Transgenik toksinler hamile kadınların ve fetüslerin kanına geçer

Transgenik yiyecekler, on yıldan fazla bir süredir diyetimizin bir parçası olmuştur. O zamandan beri vücudumuz üzerinde zararlı etkilere neden olabileceğini düşünen güvenliklerinden şüphe eden birçok insan var.

2002 yılında, hem WHO hem de FAO (Gıda ve Tarım Örgütü), mevcut kanıtların verildiğini ve yapılan çalışmaların GM gıdalarının sağlık riski olma ihtimalinin çok uzak olduğunu açıkladı.

Ancak, Mart ayında yayınlanan son bir çalışma, Gebe olmayan kadınlarda, gebe kadınlarda ve en çok endişe verici fetüslerde GM bitkilerinden elde edilen farklı toksinlerin varlığı.

Çalışmanın sonuçları

Çalışma Québec'te (Kanada) yapılmış ve modifiye edilmiş soya fasulyesi ve mısırın ürettiği Bt toksininin bu popülasyon gruplarında çok sık görüldüğü görülmektedir.

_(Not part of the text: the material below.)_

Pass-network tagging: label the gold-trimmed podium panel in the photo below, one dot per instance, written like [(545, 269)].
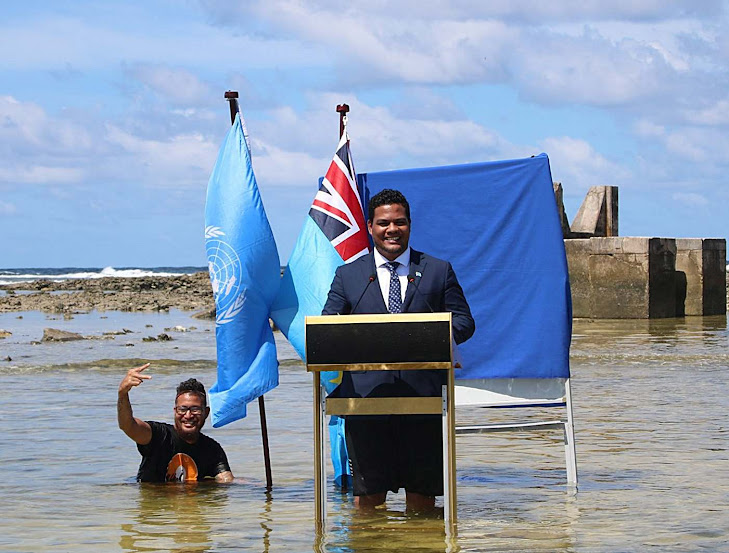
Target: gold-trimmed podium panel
[(380, 366), (384, 406), (404, 341), (382, 342)]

Özellikle, Gebe kadınların kan örneklerinin% 83'ünde, fetus örneklerinin% 80'inde bu toksinin varlığı ve hamile olmayan kadınların% 69 unda.

Ne araştırmaya katılan kadınlar ne de ortakları böcek ilaçlarıyla çalıştılar ve tüketilemeyecekleri ötesinde transgenik yiyeceklerle ilgili değildi. Bu nedenle kanda bahsedilen toksinin varlığının, GM mısır veya soya fasulyesi içeren gıdaların tüketiminden kaynaklandığı sonucuna varılmıştır.

Bt toksinine ek olarak, herbisit de bulundu glifosatİnsanlarda güvenliği söz konusu olan (DSÖ'nün "hafif derecede toksik olduğu" ve Çevre Koruma Ajansı - EPA - birden fazla vakada, hamile kadınların% 5'inde, güvenliği hakkında bilimsel verileri manipüle ettiğini tespit etmiştir) herbisid glufosinatAvrupa Komisyonu’nun hamile olmayan kadınların% 18’inde “fetal zarara neden olabileceğini” ve “doğurganlığı etkileyebileceğini” söylediğini ve 3-MPPAhamile kadınların% 100'ünde, fetüslerde eşit oranda ve hamile olmayan kadınların% 67'sinde bulunan glufosinatın metabolik ürünüdür.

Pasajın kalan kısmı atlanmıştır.